Recently, been towing a honda CBR1000, about 475lbs. 3-4 thousand miles. Major wear on tires. ONLY change was installation of oil filled hubs.
??????
thanks
gary
Recently, been towing a honda CBR1000, about 475lbs. 3-4 thousand miles. Major wear on tires. ONLY change was installation of oil filled hubs.
??????
thanks
gary
The axle may not be square with the frame and hitch. Pull the trailer and have someone follow you and see how it is tracking.
John
Forgot to mention, BOTH tires look like this.
I used to live in the Salt Lake Valley. I'm of the opinion it's your tires rebelling, having been forced to go to Utah.
Harold
Have you jacked it up recently and checked for wheel bearing play?
Wes
The other thought I had is did you bend the axle assembly from overload / bad roads?
Wes
First off, I don't think Steve will appreciate you Bogarting 715K on his server for one pic. If you had bothered to read the guidelines for the dropbox, he specifies 50K or so. Also, the pic is seriously under exposed. Couldn't you AT LEAST post process it before submitting, instead of forcing EVERYONE else to? As to the tire wear, this is called cupping, which results from a toe-in or toe-out condition. JR Dweller in the cellar
snipped-for-privacy@hotmail.com wrote:
Good questions from Wes. I'm wondering if it has a tendency to sway back and forth a little bit. If your tow vehicle is big/heavy you wouldn't really notice much and would keep going. I've followed people towing trailers like this for miles and miles... it is hard on tires.

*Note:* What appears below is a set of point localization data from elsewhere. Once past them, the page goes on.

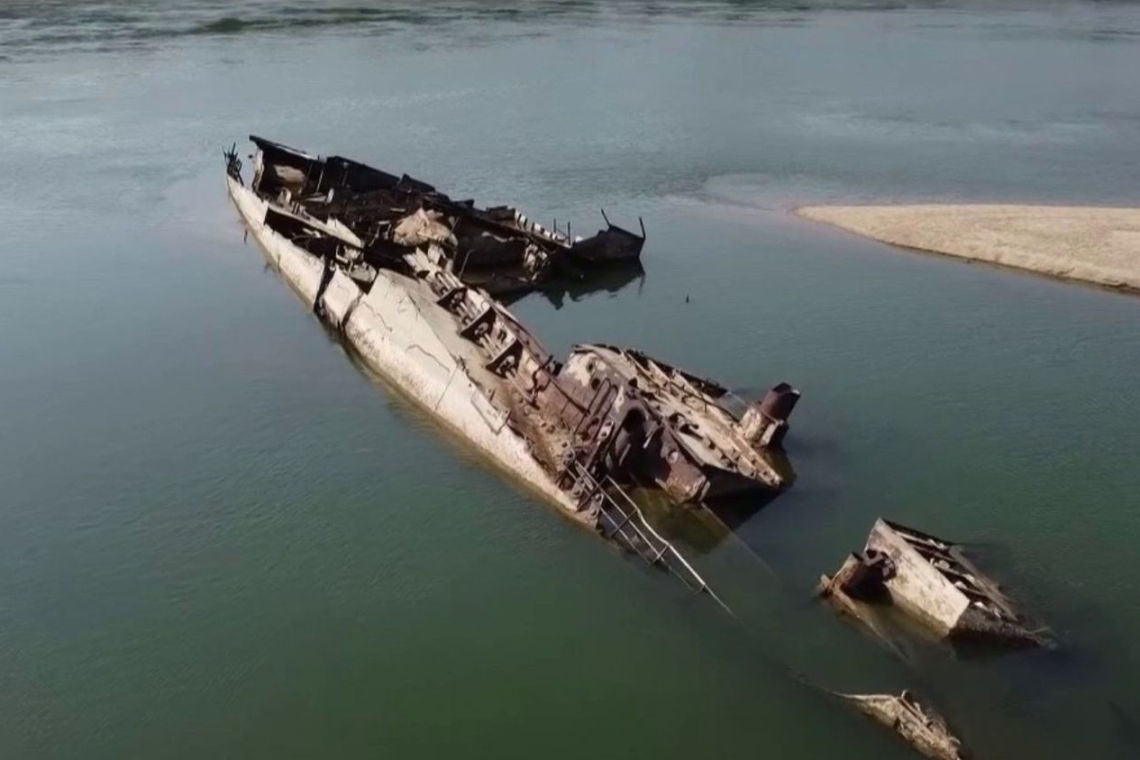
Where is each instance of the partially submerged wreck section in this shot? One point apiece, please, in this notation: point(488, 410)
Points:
point(577, 432)
point(930, 580)
point(918, 724)
point(388, 215)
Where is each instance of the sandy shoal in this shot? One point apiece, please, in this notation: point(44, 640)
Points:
point(1092, 244)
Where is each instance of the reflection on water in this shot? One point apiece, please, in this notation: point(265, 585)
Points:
point(611, 280)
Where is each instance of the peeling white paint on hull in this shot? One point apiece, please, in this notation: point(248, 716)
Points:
point(400, 334)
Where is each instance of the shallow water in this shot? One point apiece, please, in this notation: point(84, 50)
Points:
point(218, 537)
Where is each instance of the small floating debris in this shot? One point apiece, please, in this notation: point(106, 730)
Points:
point(931, 580)
point(921, 726)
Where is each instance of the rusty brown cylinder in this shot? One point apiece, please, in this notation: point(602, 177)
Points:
point(779, 402)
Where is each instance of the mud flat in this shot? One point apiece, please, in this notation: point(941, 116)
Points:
point(1091, 244)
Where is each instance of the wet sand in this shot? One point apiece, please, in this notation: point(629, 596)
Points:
point(1091, 244)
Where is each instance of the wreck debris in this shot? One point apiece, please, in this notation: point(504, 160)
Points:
point(497, 248)
point(919, 724)
point(578, 432)
point(931, 580)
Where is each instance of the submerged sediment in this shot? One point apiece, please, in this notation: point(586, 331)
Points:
point(1099, 245)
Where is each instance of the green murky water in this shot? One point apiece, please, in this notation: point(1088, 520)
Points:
point(218, 538)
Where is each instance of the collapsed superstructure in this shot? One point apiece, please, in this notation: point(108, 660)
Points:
point(395, 287)
point(931, 580)
point(385, 215)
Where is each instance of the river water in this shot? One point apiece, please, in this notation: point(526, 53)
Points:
point(218, 538)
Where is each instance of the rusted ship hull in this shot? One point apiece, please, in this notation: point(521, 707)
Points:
point(577, 432)
point(396, 329)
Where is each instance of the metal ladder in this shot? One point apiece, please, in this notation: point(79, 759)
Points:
point(625, 524)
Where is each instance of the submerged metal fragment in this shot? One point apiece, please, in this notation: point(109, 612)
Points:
point(920, 725)
point(930, 580)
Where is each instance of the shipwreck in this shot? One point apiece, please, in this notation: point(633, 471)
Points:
point(930, 580)
point(384, 215)
point(383, 262)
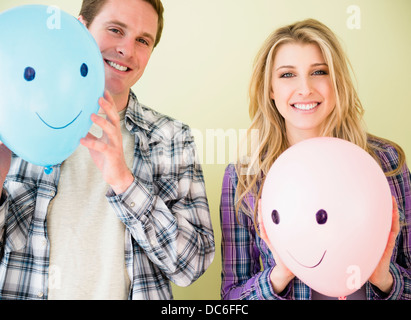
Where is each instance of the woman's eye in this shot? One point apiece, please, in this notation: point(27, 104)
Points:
point(114, 30)
point(319, 73)
point(286, 75)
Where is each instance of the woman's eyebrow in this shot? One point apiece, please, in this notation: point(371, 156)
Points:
point(293, 67)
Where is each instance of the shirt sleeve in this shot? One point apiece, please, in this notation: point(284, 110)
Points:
point(3, 210)
point(169, 216)
point(400, 266)
point(242, 275)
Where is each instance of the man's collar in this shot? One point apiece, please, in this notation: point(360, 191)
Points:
point(135, 112)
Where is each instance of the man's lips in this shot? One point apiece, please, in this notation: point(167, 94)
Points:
point(117, 65)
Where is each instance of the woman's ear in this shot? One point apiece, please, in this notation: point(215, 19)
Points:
point(81, 19)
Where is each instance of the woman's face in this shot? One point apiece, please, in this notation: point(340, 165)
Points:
point(302, 90)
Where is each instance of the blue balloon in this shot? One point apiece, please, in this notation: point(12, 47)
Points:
point(51, 77)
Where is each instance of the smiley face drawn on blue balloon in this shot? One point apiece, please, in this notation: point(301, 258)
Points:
point(52, 76)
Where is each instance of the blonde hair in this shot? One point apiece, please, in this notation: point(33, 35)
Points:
point(345, 121)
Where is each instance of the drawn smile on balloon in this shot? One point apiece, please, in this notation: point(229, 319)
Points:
point(58, 128)
point(310, 267)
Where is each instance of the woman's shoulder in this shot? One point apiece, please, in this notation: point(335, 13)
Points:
point(387, 152)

How about a better picture (macro, tripod, floodlighting, force the cheapass flash 'off') and some idea of the orientation of the wear pattern (towards or away from hub). As others have noted, it sort of looks like the tire isn't square either to the road or the centerline of the trailer.
-Carl
Thanks to all w/suggestions. Bearings not sloppy, Frame/axle not bent.
Tires were 8 years old, and loosing 4-5psi per week. Been sitting and pressure was 21-22.
New tires, pressure @ 62 seems to have solved it.
thanks
Is that 62 Olde Englishe pounds per Olde Engishe inch, pressurewise?
If so, seems about 30 PSIG on the high side.
--Winston
Nope, that's actually 60psi, as specified on the sidewalls Tyres(bg!) are pretty floppy until pressurized.